Dieses System scheint versagt zu haben. Doch welche Konsequenzen ergeben sich daraus? Wird die Bahn den Handbetrieb durch eine andere Sicherungsmethode ergänzen? Um dazu etwas Konkretes sagen zu können, sei es noch zu früh, erklärte ein Bahnsprecher und verwies darauf, dass man erst am Anfang der Untersuchungen stehe. "Wir gehen aber schon davon aus, dass der Bahnübergang sicher ist", sagte der Sprecher.

Nicht zuletzt, da man bereits vor diesem Vorfall eine zusätzliche Sicherungsmaßnahme installiert habe: Sollte die Ampelanlage aus welchen Gründen auch immer nicht funktionieren, löse der ankommende Zug einen Kontakt aus, der an der Strecke in einiger Entfernung vor dem Bahnübergang installiert sei – verknüpft mit einer Art Lautsprecheranlage, die durch lautes Hupen sowie den Ausspruch "Zug kommt!" sowohl Autofahrer als auch den Mitarbeiter des Sicherheitsdienstes warnen soll.

Wie effektiv dieses System am Sonntag tatsächlich war, um den Autofahrer zu warnen, bleibt dahin gestellt.

Für das gesamte Talheimer Gremium ist die Situation an diesem viel befahrenen Übergang aber ohnehin in jedem Fall ein Unding.
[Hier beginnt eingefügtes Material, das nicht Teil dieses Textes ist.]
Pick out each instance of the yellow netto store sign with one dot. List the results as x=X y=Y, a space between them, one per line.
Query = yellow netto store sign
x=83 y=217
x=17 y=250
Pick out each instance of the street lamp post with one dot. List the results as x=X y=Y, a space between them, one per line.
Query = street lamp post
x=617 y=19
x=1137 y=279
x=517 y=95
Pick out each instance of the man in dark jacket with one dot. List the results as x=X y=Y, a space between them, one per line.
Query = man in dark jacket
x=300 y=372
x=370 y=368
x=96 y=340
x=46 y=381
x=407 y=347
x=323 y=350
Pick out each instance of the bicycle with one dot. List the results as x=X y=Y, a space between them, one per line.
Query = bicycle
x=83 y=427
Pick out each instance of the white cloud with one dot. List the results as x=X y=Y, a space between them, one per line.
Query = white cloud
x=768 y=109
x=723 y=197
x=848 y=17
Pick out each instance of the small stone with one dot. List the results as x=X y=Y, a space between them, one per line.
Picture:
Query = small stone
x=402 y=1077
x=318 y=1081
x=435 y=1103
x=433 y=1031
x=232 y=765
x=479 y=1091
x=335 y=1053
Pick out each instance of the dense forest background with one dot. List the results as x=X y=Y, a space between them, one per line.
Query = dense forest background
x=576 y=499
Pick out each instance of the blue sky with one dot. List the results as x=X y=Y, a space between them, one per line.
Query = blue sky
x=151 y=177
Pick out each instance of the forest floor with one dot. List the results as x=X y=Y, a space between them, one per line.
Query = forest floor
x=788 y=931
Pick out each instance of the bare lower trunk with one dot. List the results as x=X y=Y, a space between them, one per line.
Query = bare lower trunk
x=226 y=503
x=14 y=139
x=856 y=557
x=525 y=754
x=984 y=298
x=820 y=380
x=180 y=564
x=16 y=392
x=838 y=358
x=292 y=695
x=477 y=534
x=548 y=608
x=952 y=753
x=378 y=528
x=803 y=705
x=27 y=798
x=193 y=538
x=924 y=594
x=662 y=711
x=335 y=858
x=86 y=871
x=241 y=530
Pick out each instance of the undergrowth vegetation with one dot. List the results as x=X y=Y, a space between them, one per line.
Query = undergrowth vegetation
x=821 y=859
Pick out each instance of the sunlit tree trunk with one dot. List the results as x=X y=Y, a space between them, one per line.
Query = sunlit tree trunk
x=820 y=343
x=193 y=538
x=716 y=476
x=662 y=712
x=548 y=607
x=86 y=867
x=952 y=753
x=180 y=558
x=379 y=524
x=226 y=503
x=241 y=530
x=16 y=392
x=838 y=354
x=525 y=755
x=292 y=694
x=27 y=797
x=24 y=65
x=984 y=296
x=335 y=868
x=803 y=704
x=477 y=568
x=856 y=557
Vor allem die Aussagen der Bahnverantwortlichen, dass man hier vorerst mit dem Provisorium weiterleben müsse – ein Umstand, den unsere Zeitung aktuell in zwei Berichten aufgearbeitet hat – ist für den Rat mehr als unbefriedigend.

"Bis 2018 können und wollen wir nicht auf eine sichere Lösung oder gar eine Brücke warten", so der Tenor des Ortschaftsrates. "Muss denn erst was passieren, bis die verantwortlichen Stellen reagieren?", fragte Oliver Faßnacht kopfschüttelnd.

Rat Hermann Walz hat zu diesem Thema übrigens sogar den baden-württembergischen Verkehrsminister Winfried Hermann angesprochen – mit einem ernüchternden Fazit: "Der Hermann hat keinen Plan – der schiebt alles auf die Bahn." Das reimt sich zwar, nutzt aber nichts.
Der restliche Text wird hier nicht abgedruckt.